Spesso in questa prima fase di stagione Antonio Conte ha fatto notare una differenza di livello e di preparazione tra i titolari e le riserve. Tra i calciatori più indietro c’è, senza dubbio, Valentino Lazaro. Arrivato in estate per 22 milioni, l’austriaco ha disputato solo 41 in Champions League contro lo Slavia Praga ed è stato relegato a terza scelta per la fascia destra dietro a Candreva e a D’Ambrosio. L’esterno austriaco, però, in nazionale continua a giocare e, nell’ultima gara con Israele, ha realizzato il secondo gol nelle ultime quattro con l’Austria.

La ragione di questa differenza di rendimento è da ricondurre principalmente al ruolo ricoperto da Lazaro.
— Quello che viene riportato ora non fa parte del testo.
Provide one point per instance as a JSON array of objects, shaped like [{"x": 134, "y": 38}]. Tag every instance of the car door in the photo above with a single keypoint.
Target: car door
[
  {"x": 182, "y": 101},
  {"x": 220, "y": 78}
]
In nazionale infatti gioca da esterno alto del 4-2-3-1, senza avere, quindi, grandi compiti difensivi, quelli che invece richiede Conte. Il tecnico salentino, infatti, per il suo 3-5-2 ha bisogno di un tornante in grado sì di attaccare, ma soprattutto di difendere. In fase difensiva l’Inter spesso si schiera con la difesa a 5, inattuabile se i due esterni di centrocampo hanno scarsa attitudine a difendere, quella che, al momento, ha Lazaro.

Lazaro potrebbe, con le dovute differenze, rivivere la stessa parabola di Cancelo. Anche il portoghese, infatti, per i primi mesi fu un oggetto misterioso e vide il campo in rare occasione, salvo poi entrare nell’undici titolare a dicembre senza più uscirne. Così potrebbe avvenire per l’austriaco che, una volta compresi al meglio i concetti difensivi di Conte, potrebbe entrare nelle rotazioni in modo definitivo.

L’infortunio in estate non ha aiutato il progetto di crescita di Lazaro, rimasto fuori per circa 20 giorni in piena fase di preparazione, e ha ritardato l’apprendimento dei movimenti. Conte ora gli preferisce Candreva e D’Ambrosio, più ordinati in fase difensiva, ma il tecnico salentino in estate lo ha fortemente voluto, consapevole delle sue caratteristiche e consapevole che ci sarebbe voluto del tempo per insegnare i movimenti difensivi del 3-5-2. Pertanto, sebbene il processo sia leggermente in ritardo, Lazaro, una volta assimilati a pieno i concetti difensivi, potrebbe rivelarsi un’ulteriore arma per l’Inter.